2005/06/09

ミュール「コンプリメンタリー」

グリーンドア音楽出版から出ているマルセル・ミュール「コンプリメンタリー」を購入。一曲目、ランティエ「シシリエンヌ」の最初の音が聴こえてくる瞬間から肉声のごとき豊かな音色にゾクゾクしてしまう。そうそう、この感じ!初めてミュールの録音を聴いたときの、サクソフォーンの音色が体の隅々に染み渡ってゆく感覚。確か初めて聴いたのはヴェローヌ「ラプソディ」(こちらは1930年頃の録音)だったが、ハープとチェレスタのやや硬質な音色に導かれてゆったり入ってくるサクソフォーンが鳴り始めた瞬間、いままでSPの奥で演奏していた三人のアンサンブルが突然身体に「入ってくる」という感覚を味わったのである。気付けば感動のあまり涙を流しながら聴いていたなあ…。

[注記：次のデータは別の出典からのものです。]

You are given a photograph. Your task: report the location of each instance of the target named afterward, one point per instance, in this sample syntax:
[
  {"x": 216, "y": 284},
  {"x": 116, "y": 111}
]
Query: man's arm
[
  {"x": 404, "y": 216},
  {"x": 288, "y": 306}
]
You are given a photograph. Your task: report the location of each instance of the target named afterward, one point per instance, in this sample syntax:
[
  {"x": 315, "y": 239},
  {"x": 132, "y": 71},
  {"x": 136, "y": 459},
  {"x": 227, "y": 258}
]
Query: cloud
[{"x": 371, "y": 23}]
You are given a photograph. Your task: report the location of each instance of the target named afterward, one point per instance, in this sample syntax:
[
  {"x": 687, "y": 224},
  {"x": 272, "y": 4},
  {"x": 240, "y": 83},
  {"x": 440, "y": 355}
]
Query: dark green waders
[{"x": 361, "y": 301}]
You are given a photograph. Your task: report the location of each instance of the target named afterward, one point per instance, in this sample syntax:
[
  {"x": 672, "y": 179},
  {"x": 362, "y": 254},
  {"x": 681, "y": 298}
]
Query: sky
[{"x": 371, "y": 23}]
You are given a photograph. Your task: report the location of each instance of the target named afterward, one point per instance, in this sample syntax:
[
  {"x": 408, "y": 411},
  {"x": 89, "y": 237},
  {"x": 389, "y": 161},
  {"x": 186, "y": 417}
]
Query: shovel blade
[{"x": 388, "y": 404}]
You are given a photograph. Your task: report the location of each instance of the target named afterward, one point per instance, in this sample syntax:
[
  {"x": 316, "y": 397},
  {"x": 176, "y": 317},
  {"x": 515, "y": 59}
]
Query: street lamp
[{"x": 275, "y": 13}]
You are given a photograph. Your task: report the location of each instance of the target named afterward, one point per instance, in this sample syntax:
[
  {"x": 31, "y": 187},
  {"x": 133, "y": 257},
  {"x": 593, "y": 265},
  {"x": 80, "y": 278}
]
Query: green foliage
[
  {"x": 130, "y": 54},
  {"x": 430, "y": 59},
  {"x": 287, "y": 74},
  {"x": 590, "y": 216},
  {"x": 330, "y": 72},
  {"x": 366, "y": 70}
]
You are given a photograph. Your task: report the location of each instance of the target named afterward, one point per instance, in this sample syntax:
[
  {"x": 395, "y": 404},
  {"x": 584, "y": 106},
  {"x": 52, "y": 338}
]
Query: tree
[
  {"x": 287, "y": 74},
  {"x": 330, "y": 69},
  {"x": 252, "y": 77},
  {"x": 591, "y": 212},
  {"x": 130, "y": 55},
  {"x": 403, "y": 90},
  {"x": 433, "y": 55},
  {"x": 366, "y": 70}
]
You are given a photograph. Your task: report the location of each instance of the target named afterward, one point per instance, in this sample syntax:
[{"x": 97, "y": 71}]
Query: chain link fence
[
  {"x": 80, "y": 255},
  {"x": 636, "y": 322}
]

そんな感覚を、このCDでも味わうことができる。言葉では説明しきれない演奏がここにたったの\2520で…これは聴くしかないでしょう!あらゆる管楽器愛好家にお勧めしたい。呼吸という単純な行為がサクソフォーンという楽器を媒介にして音になるプロセスを極限まで高めた演奏なのだ。

ちなみに演奏のすばらしさもさることながら、選曲も資料的価値の高いものとなっている。トマジの「ジラシォン」は「協奏曲」の第二楽章だし、ミュール自身も気に入っていたというパスカルやチェレプニンの録音も貴重…チェレプニンは曲の持つ痛快さがたまらない。デュクリュックはドゥラングルや原博巳による録音と聴き比べてみると一興。松沢増保による解説も興味深い。